Pá de cal

Didática e sem nenhuma brecha para interpretações fora da casinha, a peça final de acusação ao núcleo 1 da tentativa de golpe de 2022/23, lida com fleugma britânica pelo PGR  Paulo Gonet, desce uma pá de cal sobre o túmulo dos cadáveres que, em vida, atentaram contra a democracia e a liberdade no Brasil, ao longo do último e infeliz desgoverno que a maioria tresloucada do eleitorado nacional impôs pelo voto ao país. 

Todos, dos eleitores aos malfeitores, sabiam o que queriam ao votar no ex-capitão terrorista e golpista em 2018. Ele nunca escondeu seu intento. Sua eleição não foi um estelionato eleitoral. O estelionato foi, sim, o seu cagaço em levar o golpe adiante após a recusa dos comandantes do Exército e da Aeronáutica. Bastava demiti-los e nomear outros verdadeiramente golpistas como ele aos respectivos  cargos. 

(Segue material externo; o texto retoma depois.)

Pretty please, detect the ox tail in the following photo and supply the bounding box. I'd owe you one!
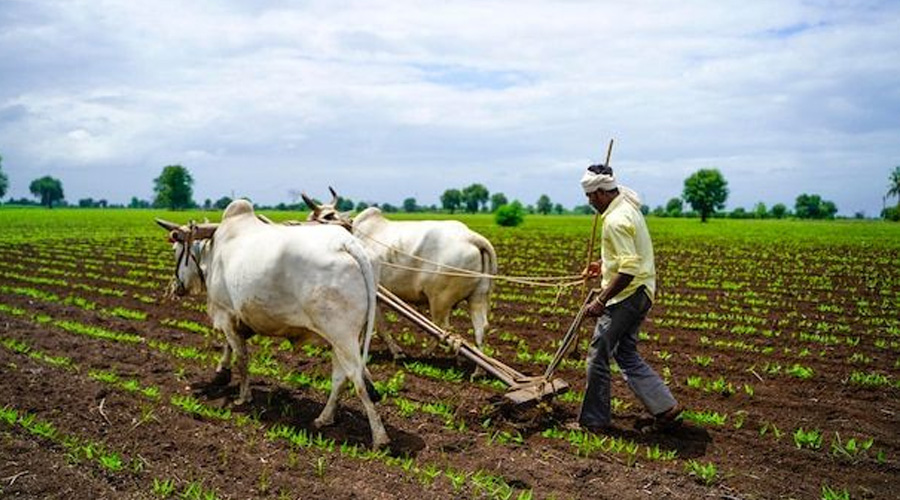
[344,239,378,365]
[469,233,497,296]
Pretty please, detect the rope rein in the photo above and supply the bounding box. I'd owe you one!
[353,229,584,288]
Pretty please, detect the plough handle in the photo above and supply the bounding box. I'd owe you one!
[377,285,524,386]
[544,288,598,380]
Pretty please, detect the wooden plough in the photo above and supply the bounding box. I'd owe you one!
[378,285,593,405]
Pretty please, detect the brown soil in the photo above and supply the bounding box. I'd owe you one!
[0,235,900,499]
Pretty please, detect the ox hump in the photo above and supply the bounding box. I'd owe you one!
[222,200,253,220]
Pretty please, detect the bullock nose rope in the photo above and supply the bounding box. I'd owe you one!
[353,230,584,290]
[165,221,206,299]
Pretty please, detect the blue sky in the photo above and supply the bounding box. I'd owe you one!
[0,0,900,216]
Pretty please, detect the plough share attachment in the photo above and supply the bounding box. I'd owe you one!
[378,285,582,405]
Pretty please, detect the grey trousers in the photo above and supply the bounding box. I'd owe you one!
[578,288,676,427]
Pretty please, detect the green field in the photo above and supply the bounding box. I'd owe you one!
[0,208,900,498]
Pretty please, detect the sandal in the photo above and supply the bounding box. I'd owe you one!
[641,404,682,434]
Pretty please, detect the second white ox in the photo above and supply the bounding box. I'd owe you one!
[157,200,389,448]
[303,190,497,356]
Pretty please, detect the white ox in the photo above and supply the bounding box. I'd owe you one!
[303,189,497,356]
[157,200,389,448]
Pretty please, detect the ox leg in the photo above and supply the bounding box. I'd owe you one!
[225,328,253,406]
[332,348,391,449]
[427,297,452,355]
[375,307,406,361]
[212,339,231,387]
[313,353,347,429]
[469,297,488,350]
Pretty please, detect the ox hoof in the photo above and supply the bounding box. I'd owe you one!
[313,417,334,429]
[372,436,391,450]
[209,368,231,387]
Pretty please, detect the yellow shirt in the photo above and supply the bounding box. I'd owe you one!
[600,194,656,306]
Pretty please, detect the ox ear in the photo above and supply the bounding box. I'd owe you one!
[154,219,181,231]
[328,186,337,207]
[192,223,219,240]
[300,193,319,213]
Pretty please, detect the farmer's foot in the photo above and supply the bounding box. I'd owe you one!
[641,403,682,434]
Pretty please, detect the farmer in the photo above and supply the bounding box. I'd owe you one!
[578,164,681,432]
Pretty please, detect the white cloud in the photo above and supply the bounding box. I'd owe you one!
[0,0,900,215]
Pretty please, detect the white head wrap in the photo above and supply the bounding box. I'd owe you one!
[581,170,641,210]
[581,170,618,194]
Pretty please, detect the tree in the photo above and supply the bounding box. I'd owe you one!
[441,189,462,214]
[153,165,196,210]
[666,198,684,217]
[535,194,553,215]
[884,166,900,210]
[794,193,837,219]
[462,184,491,214]
[491,193,509,212]
[772,203,787,219]
[0,156,9,198]
[753,202,769,219]
[494,200,525,227]
[728,207,747,219]
[682,168,728,222]
[28,175,64,208]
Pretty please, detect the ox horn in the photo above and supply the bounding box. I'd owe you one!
[300,193,319,212]
[155,219,181,231]
[328,186,337,207]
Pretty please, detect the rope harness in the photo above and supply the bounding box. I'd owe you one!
[166,221,212,296]
[353,230,585,289]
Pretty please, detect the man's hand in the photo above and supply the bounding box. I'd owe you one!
[581,261,600,279]
[584,298,606,318]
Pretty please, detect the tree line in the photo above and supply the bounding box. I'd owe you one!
[0,156,900,221]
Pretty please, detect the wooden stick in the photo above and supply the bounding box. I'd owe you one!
[581,139,614,295]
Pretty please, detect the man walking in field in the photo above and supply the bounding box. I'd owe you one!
[578,164,681,432]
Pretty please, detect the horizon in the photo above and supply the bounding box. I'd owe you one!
[0,0,900,217]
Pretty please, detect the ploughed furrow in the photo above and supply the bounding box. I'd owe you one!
[0,292,728,497]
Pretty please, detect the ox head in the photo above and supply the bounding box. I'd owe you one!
[301,186,353,231]
[156,219,219,297]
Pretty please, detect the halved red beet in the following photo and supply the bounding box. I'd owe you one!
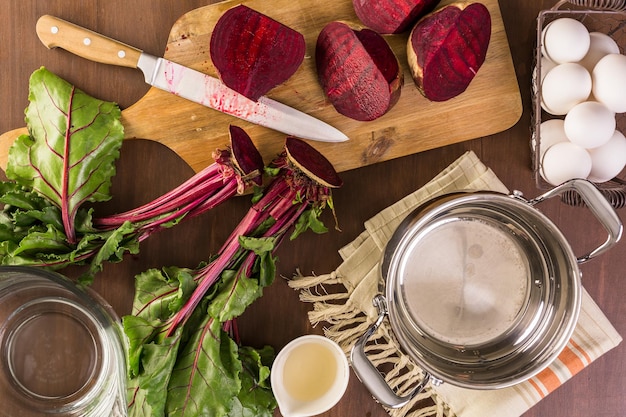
[407,2,491,101]
[315,22,404,121]
[210,5,306,101]
[352,0,440,34]
[228,125,264,185]
[285,136,343,188]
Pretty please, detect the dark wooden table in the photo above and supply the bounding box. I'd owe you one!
[0,0,626,417]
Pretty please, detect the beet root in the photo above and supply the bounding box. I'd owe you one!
[210,5,306,101]
[407,2,491,101]
[285,136,343,188]
[352,0,440,34]
[315,22,403,121]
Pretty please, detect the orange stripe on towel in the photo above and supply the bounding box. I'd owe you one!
[530,368,561,398]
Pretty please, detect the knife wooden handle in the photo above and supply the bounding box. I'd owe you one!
[36,15,142,68]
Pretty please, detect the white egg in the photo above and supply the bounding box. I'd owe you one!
[539,119,569,158]
[541,56,557,82]
[541,17,591,64]
[540,142,591,186]
[563,101,616,149]
[592,54,626,113]
[588,130,626,182]
[541,63,592,116]
[579,32,619,72]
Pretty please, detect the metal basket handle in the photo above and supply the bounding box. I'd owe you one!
[528,179,624,264]
[553,0,626,11]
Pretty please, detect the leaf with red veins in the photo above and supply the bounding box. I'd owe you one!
[6,68,124,243]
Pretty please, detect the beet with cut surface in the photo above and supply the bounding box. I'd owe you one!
[407,2,491,101]
[352,0,440,34]
[285,136,343,188]
[210,5,306,101]
[315,22,403,121]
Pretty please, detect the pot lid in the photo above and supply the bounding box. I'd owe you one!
[381,193,580,388]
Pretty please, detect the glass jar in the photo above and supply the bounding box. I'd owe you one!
[0,267,126,417]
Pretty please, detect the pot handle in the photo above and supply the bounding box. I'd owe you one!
[350,294,431,408]
[529,179,623,264]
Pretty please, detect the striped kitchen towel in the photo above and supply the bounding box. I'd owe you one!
[289,151,622,417]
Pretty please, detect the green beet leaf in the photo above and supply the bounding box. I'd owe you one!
[228,346,277,417]
[6,68,124,243]
[166,316,242,417]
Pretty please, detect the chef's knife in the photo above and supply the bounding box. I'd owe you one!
[37,15,348,142]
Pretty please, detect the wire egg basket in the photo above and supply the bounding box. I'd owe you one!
[531,0,626,208]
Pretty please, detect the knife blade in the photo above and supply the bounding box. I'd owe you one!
[36,15,348,142]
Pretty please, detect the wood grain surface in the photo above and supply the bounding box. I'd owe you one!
[0,0,522,171]
[0,0,626,417]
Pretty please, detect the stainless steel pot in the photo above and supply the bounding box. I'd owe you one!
[351,180,622,408]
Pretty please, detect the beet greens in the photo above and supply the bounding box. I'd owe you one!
[123,138,341,416]
[0,68,263,282]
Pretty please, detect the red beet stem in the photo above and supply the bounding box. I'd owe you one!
[167,138,340,337]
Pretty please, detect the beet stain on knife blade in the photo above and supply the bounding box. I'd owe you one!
[37,15,349,142]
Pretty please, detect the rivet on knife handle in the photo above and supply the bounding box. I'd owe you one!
[36,15,142,68]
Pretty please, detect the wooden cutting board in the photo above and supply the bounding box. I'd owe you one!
[0,0,522,171]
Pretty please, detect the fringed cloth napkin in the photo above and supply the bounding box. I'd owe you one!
[289,152,622,417]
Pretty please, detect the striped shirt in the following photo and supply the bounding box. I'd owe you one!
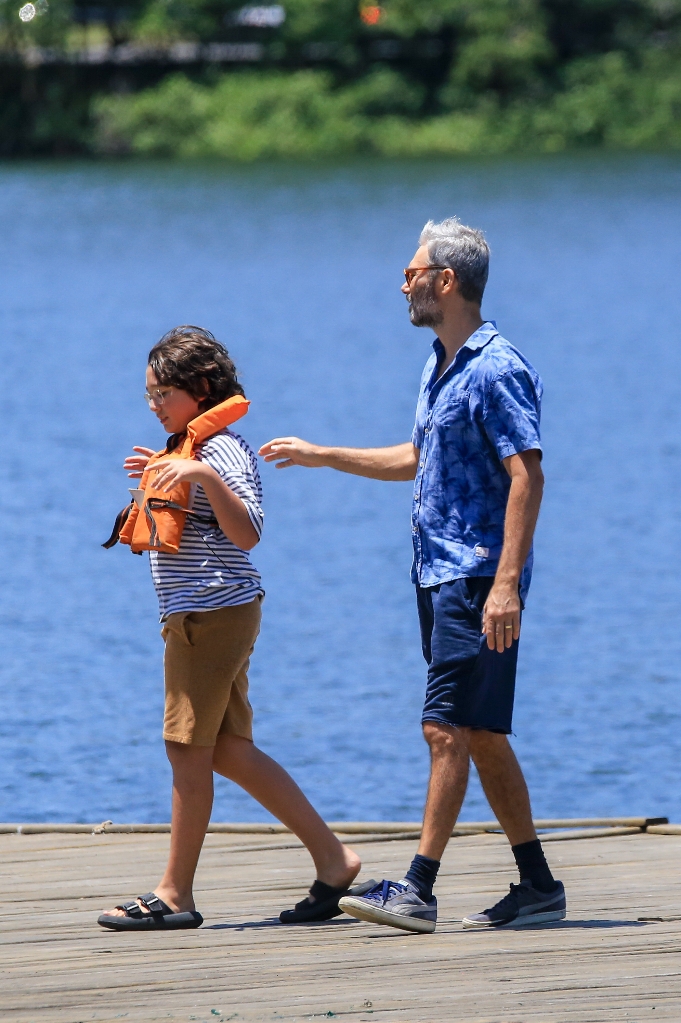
[149,430,263,622]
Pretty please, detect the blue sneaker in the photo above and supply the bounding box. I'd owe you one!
[461,881,565,928]
[338,881,438,933]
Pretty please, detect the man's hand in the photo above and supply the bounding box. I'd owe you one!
[123,447,156,480]
[258,437,324,469]
[149,458,213,491]
[476,582,520,654]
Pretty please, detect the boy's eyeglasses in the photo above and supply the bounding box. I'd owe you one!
[404,263,448,287]
[144,387,173,405]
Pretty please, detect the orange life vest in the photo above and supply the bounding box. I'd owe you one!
[102,394,251,554]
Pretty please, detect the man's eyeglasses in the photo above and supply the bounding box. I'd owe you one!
[144,387,173,406]
[404,263,448,287]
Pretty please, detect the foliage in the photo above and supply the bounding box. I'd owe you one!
[0,0,681,155]
[97,50,681,161]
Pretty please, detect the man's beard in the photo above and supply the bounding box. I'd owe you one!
[409,278,443,327]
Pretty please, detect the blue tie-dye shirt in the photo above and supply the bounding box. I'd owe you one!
[411,321,542,601]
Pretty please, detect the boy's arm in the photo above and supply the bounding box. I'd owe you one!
[259,437,419,480]
[153,458,260,550]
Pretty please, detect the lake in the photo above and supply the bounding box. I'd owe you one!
[0,155,681,821]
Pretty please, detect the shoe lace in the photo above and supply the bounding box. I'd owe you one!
[363,881,407,905]
[485,885,520,913]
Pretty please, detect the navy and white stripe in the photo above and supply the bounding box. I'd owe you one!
[149,430,263,621]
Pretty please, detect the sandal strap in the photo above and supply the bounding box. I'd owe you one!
[294,881,348,913]
[137,892,175,917]
[116,899,145,920]
[310,881,341,902]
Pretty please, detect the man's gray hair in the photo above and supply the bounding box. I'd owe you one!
[418,217,490,305]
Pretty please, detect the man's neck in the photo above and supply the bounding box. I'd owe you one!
[438,306,485,380]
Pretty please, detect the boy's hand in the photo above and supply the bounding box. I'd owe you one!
[258,437,324,469]
[123,447,156,480]
[149,458,213,490]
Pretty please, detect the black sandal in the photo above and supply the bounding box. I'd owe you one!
[97,892,201,931]
[279,878,376,924]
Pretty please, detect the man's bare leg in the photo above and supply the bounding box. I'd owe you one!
[213,735,362,888]
[470,729,537,845]
[418,721,471,860]
[107,742,213,917]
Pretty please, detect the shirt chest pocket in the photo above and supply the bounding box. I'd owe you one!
[433,393,472,436]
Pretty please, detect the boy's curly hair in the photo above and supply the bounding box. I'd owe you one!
[148,323,243,412]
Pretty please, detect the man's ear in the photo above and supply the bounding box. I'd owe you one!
[442,266,459,295]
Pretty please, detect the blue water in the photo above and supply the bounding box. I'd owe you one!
[0,157,681,820]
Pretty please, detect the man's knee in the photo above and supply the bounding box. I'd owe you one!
[423,721,471,757]
[469,728,513,766]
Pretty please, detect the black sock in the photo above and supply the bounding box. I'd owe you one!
[511,838,555,895]
[404,853,440,902]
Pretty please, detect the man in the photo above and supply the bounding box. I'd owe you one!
[261,218,565,931]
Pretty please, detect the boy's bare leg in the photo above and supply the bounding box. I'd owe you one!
[107,742,214,917]
[213,735,362,888]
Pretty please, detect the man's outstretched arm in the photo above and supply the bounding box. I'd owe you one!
[259,437,418,480]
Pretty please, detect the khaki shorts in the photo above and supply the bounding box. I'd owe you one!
[161,597,261,746]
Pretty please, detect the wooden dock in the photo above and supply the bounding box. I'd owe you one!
[0,834,681,1023]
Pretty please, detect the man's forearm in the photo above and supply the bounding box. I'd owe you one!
[260,437,418,480]
[496,464,543,588]
[322,444,418,481]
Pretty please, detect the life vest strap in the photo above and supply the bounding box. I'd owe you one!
[144,497,219,548]
[102,501,135,550]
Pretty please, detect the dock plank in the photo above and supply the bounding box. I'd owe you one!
[0,834,681,1023]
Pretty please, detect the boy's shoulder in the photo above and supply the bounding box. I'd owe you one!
[197,427,256,462]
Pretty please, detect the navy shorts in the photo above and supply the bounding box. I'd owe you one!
[416,576,518,735]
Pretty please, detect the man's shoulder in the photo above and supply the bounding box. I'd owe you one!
[479,333,541,388]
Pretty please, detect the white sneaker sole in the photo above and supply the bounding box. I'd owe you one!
[461,909,566,931]
[338,895,436,934]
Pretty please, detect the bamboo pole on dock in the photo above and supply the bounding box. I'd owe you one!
[0,817,666,843]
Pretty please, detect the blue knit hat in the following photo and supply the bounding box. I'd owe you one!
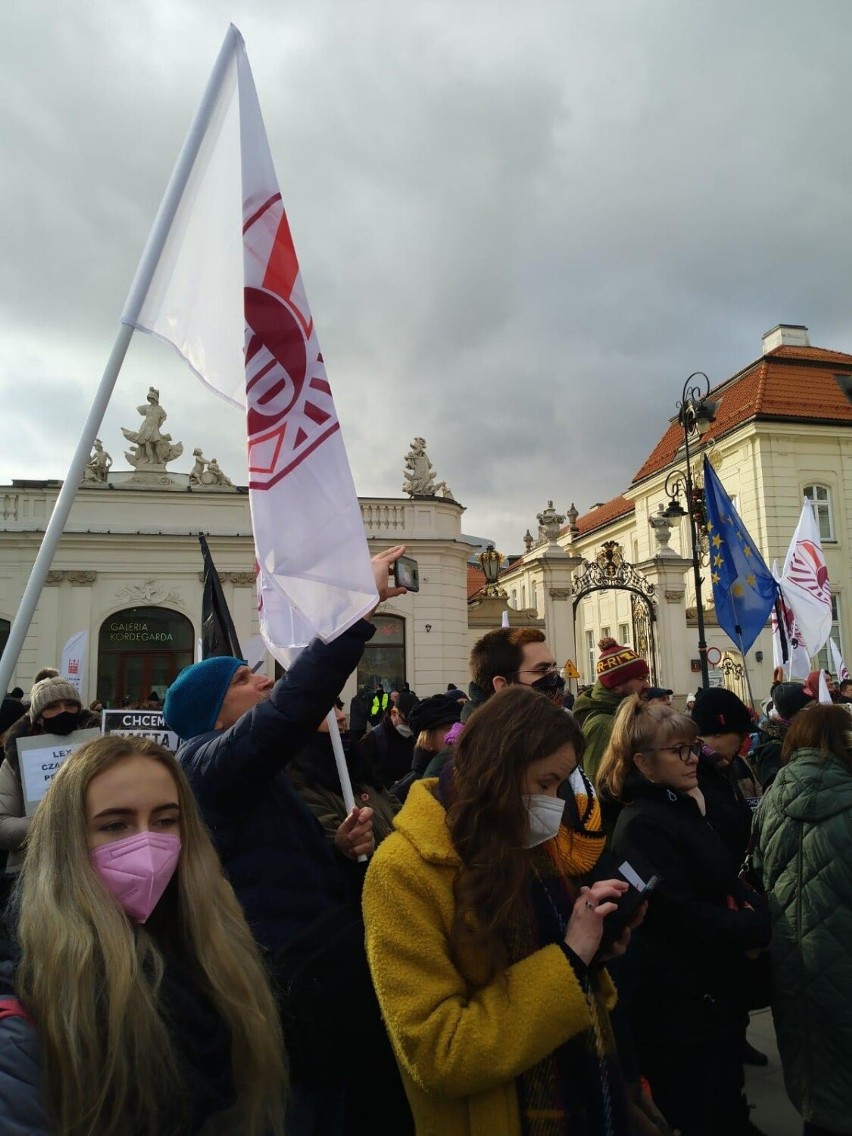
[162,654,245,741]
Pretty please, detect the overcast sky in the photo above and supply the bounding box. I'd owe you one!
[0,0,852,553]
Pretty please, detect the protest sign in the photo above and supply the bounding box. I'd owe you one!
[101,709,181,753]
[18,729,101,817]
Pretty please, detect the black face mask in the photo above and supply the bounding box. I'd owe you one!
[42,710,80,737]
[529,670,565,699]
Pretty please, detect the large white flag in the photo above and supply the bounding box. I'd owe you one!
[828,638,849,685]
[771,560,811,680]
[780,499,832,655]
[122,26,378,666]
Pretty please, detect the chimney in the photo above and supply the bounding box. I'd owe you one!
[763,324,811,354]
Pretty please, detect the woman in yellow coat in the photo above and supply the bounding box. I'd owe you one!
[364,685,630,1136]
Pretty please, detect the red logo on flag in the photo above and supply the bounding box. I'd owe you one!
[787,541,832,607]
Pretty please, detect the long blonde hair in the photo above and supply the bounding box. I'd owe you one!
[595,694,698,801]
[12,736,286,1136]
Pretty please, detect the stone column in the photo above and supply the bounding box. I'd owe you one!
[636,556,700,696]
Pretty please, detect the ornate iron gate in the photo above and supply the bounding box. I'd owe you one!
[571,541,657,683]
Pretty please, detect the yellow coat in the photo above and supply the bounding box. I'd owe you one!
[364,778,615,1136]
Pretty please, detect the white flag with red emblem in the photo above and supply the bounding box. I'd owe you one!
[770,560,811,680]
[123,27,378,666]
[780,499,832,655]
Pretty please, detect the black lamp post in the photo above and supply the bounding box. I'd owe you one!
[663,370,716,690]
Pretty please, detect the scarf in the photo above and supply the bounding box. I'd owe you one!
[509,840,630,1136]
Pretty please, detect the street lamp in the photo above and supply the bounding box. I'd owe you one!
[663,370,716,690]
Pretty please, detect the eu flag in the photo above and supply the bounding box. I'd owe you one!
[704,457,778,654]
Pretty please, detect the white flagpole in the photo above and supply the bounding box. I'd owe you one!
[326,708,367,862]
[0,24,240,691]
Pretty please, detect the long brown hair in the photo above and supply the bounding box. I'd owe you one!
[446,684,583,976]
[780,703,852,771]
[14,736,286,1136]
[595,694,698,801]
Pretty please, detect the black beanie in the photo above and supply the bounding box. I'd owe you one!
[691,686,752,735]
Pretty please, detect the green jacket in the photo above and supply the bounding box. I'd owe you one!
[571,682,624,785]
[753,750,852,1131]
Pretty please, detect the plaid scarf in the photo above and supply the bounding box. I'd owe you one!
[509,841,632,1136]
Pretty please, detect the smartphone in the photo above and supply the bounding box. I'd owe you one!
[584,852,661,954]
[393,557,420,592]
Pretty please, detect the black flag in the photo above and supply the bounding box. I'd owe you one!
[198,533,243,659]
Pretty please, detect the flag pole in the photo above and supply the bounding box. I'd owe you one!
[326,708,367,863]
[0,24,241,692]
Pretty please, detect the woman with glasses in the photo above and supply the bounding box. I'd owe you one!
[599,695,769,1136]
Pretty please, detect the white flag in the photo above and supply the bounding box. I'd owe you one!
[59,632,89,705]
[770,560,811,680]
[780,499,832,655]
[828,638,849,685]
[123,26,378,666]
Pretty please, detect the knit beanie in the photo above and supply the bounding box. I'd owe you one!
[691,686,752,736]
[595,637,649,691]
[772,683,817,719]
[408,694,461,734]
[30,675,83,721]
[162,654,245,741]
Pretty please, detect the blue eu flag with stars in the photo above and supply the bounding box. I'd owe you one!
[704,457,778,654]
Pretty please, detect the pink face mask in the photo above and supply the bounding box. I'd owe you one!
[92,833,181,922]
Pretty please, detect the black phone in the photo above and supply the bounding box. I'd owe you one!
[393,557,420,592]
[584,852,661,955]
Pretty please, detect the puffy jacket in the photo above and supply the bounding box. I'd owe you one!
[177,619,374,947]
[753,750,852,1131]
[612,772,769,1044]
[571,682,625,785]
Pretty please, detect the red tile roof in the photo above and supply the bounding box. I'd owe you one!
[570,494,636,536]
[633,346,852,484]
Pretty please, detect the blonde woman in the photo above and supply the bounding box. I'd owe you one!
[0,736,285,1136]
[598,695,769,1136]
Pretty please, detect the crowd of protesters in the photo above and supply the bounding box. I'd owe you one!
[0,581,852,1136]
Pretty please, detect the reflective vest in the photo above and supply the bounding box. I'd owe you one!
[370,691,391,718]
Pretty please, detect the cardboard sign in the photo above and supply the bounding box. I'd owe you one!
[18,729,101,817]
[101,710,181,753]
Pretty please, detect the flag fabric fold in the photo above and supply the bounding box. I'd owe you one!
[771,560,811,680]
[828,638,849,683]
[123,27,378,666]
[780,498,832,655]
[704,457,778,654]
[198,533,243,659]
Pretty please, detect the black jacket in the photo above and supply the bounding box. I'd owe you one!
[177,620,374,949]
[612,774,769,1045]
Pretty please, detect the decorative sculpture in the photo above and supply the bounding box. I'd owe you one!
[122,386,183,473]
[190,446,234,488]
[402,437,436,496]
[83,437,112,485]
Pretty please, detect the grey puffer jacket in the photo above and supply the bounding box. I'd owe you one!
[0,959,49,1136]
[753,750,852,1131]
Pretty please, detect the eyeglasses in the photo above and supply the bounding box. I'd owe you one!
[654,742,702,761]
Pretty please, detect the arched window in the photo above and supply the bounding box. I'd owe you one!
[804,485,834,541]
[358,616,406,691]
[98,608,195,707]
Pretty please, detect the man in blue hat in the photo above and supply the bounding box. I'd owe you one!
[164,545,406,1136]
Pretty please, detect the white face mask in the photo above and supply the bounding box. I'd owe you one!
[524,793,565,849]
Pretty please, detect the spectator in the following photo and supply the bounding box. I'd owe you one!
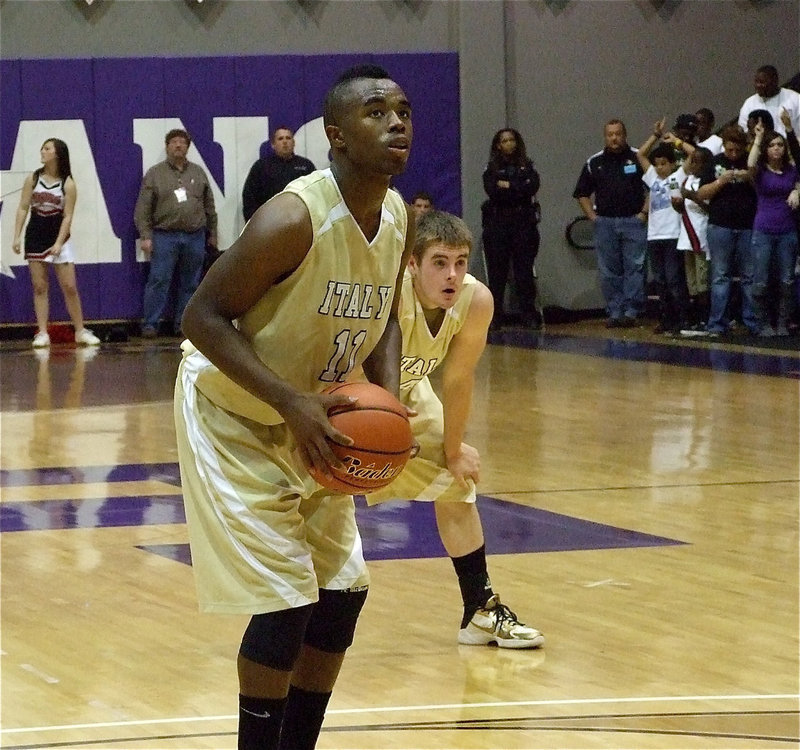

Gritão mas pusilânime, o ex-capitão capitulou no último ato. O motivo é mais psiquiátrico do que político. Ele tinha o Congresso e o Executivo entre os dedos de sua mão para dar o golpe, mas as pernas, ou as mãos, tremeram. 

Por quê? 

É a pergunta que não quer calar. Não sou psiquiatra nem psicanalista ou padre de confessionário para dizer,  mas posso garantir, com base no Analista de Bagé, de LFV (que Deus o tenha), que o cara que vive alardeando ser o mais imbroxável da paróquia é, na verdade e no mínimo,  um frouxo. 

Quase metade do Brasil não acha, acredita mesmo que está diante do Imbroxável-mór da República, e isto também não é assunto para a Política, talvez seja para a Polícia, mas com certeza o é para a Psiquiatria Social. 

Séculos de escravidão, colonialismo, dominação e frustrações forjaram o DNA dos brasileiros não para a resistência, mas para a subserviência aos poderosos e seus demagogos de plantão. 

A frouxidão é uma marca nacional. Está na malemolência dos macunaímas, dos malandros, dos otários, dos canalhas, dos espertos da classe A, que se formaram em ganhar dinheiro nas costas dos mais fracos. Precisam desses porque são frouxos os que não têm competência para crescerem por si e honestamente. Quanto aos demais, são frouxos por se manterem nesse estado de coisas secular e, para piorar, muitos têm se convertido a essa figura triste e “moderna” do pobre de direita — aquele que vota no candidato do patrão pensando que vai crescer na vida como ele. 

Esses são os eleitores da direita, os que têm medo da vida e confiam que os autoritários e golpistas vão defendê-los e libertá-los. 

O que faltou no relatório de Gonet, por incabível no momento, foi o reconhecimento de que o golpismo está no core, na medula, no DNA de quase metade da população brasileira — o que se vê não só nas pesquisas de opinião, mas na quantidade de votos da direita nas eleições de 2018 e 2022. 

Minha esperança, a poucos meses dos 80 anos de idade, é que a outra metade se imponha novamente e nos salve do caos. 

Nelson Merlin é jornalista aposentado e ainda crente na racionalidade de uma parte consciente da população brasileira.